A new study released by the Woods Hole Oceanographic Institution (WHOI) has said the maddening climate change will drive the iconic emperor penguins to extinction by end of the century.
From a present 600,000-strong emperor penguin population, the study, published in the journal Nature Climate Change, found will be slashed by at least 50 per cent by this century's end.
With this, researchers proposed placing the emperor penguin on endangered status due to climate change.
The reason for the emperor penguins' demise is the declining sea-ice cover in the Antarctic, which will consequently affect their breeding and feeding.

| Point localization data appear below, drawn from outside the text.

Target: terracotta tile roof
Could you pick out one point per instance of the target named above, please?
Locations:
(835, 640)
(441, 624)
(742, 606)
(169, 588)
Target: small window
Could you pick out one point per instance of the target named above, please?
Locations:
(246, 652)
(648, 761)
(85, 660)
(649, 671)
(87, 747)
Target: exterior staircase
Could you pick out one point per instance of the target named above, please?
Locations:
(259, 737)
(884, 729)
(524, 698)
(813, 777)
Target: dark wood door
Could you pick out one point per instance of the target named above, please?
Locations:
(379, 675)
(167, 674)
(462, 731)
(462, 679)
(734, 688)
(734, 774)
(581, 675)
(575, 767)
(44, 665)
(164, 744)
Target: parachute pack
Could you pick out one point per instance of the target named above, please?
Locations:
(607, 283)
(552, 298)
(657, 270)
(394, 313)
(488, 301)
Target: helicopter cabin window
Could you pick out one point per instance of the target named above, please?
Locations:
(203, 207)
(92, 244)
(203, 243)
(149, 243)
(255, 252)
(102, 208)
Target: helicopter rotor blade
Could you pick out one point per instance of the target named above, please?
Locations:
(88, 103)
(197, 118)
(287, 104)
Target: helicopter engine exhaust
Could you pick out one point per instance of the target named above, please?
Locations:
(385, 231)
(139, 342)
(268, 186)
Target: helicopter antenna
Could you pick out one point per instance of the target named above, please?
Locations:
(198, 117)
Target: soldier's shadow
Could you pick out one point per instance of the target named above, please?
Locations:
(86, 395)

Krill, the tiny shrimp-like crustaceans that populate the Southern Ocean, are the main food source of the emperor penguins. In turn, these krill feed on algae living in the sea ice. When the sea ice goes, no thanks to climate change and global warming, so does the krill and eventually, so does the penguins.
"If sea ice declines at the rates projected by the IPCC climate models, and continues to influence Emperor penguins as it did in the second half of the 20th century in Terre Adélie, at least two-thirds of the colonies are projected to have declined by greater than 50 per cent from their current size by 2100," Stephanie Jenouvrier, WHOI biologist and lead author, said in a statement.
"None of the colonies, even the southern-most locations in the Ross Sea, will provide a viable refuge by the end of 21st century."
Researchers predict that by as early as 2100, all known 45 emperor penguin colonies of Antarctica would have declined in numbers.
Emperor penguins are heavily dependent on sea ice for their livelihoods, and, therefore, are sensitive to changes in sea ice concentration (SIC), WHOI said.
"The role of sea ice is complicated," Jenouvrier said. "Too much ice requires longer trips for penguin parents to travel to the ocean to hunt and bring back food for their chicks. But too little ice reduces the habitat for krill, a critical food source for emperor penguins. Our models take into account both the effects of too much and too little sea ice in the colony area."
Jenouvrier said implementing a marine protected area in the Ross Sea could help buy time to avoid extinction and to put in place needed conservation and greenhouse gas mitigation strategies to protect the emperor penguins.
"One of the things we should do immediately is put a marine reserve in place so we can make sure that we are not fishing in areas where the penguins need to forage for food," she said. "It is one way of eliminating one more threat to the penguins."